Mais, il s'agissait surtout ici pour Manuel Valls de calmer les inquiétudes de l'électorat, bientôt récupérées par l'opposition, quant à une vague possible d'immigration dite économique.
"La plupart des personnes veulent rester dans leur pays sauf lorsque celui-ci est en guerre" @ybertoncini@Europe1#E1MIDI#migrants#quotas
— Delors Institute (@DelorsInstitute) May 27, 2015
Car parmi les migrants arrivés sur les côtes italienne et grecque, il y a en effet ceux qui peuvent prétendre au statut de réfugié et donc demander l'asile (car ils ont fui un pays en guerre par exemple) et ceux qui souhaitent mettre un pied en Europe dans l'espoir d'une vie meilleure. Mais ces derniers, les migrants économiques, n'ont jamais été concernés par le plan bruxellois.
Seuls les potentiels réfugiés (c'est-à-dire ceux qui peuvent solliciter l'asile) seront répartis en Europe ainsi que les réfugiés déjà repérés par l'ONU (et dont le statut a déjà été prouvé) vivant dans des camps en dehors de l'Europe, au Liban par exemple pour les Syriens.
On parle alors de relocalisation, pour les demandeurs d'asile, et de réinstallation pour les réfugiés qui n'ont pas encore atteint l'Europe.
Ce plan européen de répartition implique donc qu'un «tri» soit opéré en Italie et en Grèce afin de voir qui parmi les migrants arrivés sur les côtes est susceptible de formuler une demande d'asile. Enfin, certains pays s'interrogent sur la pertinence de «répartir» des demandeurs d'asile dans des pays où ils n'avaient pas l'intention de s'installer au départ, faute de famille pour les accueillir ou même par choix.
La France a t-elle «déjà fait beaucoup», comme l'affirme le Premier ministre ?
Dans le projet présenté par la Commission, chaque pays restera libre, in fine, d'accorder ou non l'asile aux demandeurs accueillis sur son sol.
«La France a déjà fait beaucoup, avec 5.000 réfugiés syriens accueillis et 4.500 réfugiés irakiens depuis 2012» déclarait Manuel Valls à Menton.
Pourtant selon les chiffres de 2014, l'hexagone fait partie des nations les moins généreuses en Europe. Selon d'Eurostat, l'agence européenne de statistiques, sur 68 525 demandes d'asile faites en France, seules 14 905 ont reçu une réponse positive en première instance.

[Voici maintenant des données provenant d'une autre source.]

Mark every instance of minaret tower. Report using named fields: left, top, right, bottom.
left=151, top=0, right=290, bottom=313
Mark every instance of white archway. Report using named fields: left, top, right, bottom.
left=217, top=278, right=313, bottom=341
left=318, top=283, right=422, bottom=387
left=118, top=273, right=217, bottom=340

Soit 21,7%, très loin derrière la Bulgarie (94% de réponses postives), la Suède (76,8%), les Pays-Bas (70%) ou encore l'Allemagne, qui se situe dans la moyenne européenne avec 41,7 %de réponses positives, et ce alors qu'elle a reçu bien plus de demandes d'asile que la France (97 275).
Financement, accords : quelles suites ?
Le commissaire européen pour l'Immigration, Dimitris Avramopoulos, a déclaré que 450 millions d'euros avaient été réunis pour financer ces nouvelles mesures migratoires européennes (6 000 euros seront par exemple alloués aux pays par demandeur d'asile accepté).
Le projet devra maintenant être présenté aux ministres de l'Intérieur des différents pays de l'UE le 15 juin, avant d'être soumis le 30 juin aux dirigeants européens lors d'un sommet.
Ce plan risque d'être très débattu d'ici là. L'Irlande et le Royaume-Uni, deux pays possédant un droit d'option «opt-in», ne participeront à l'effort européen que s'ils le veulent. Le Danemark avec son «opt-out» n'est pas concerné.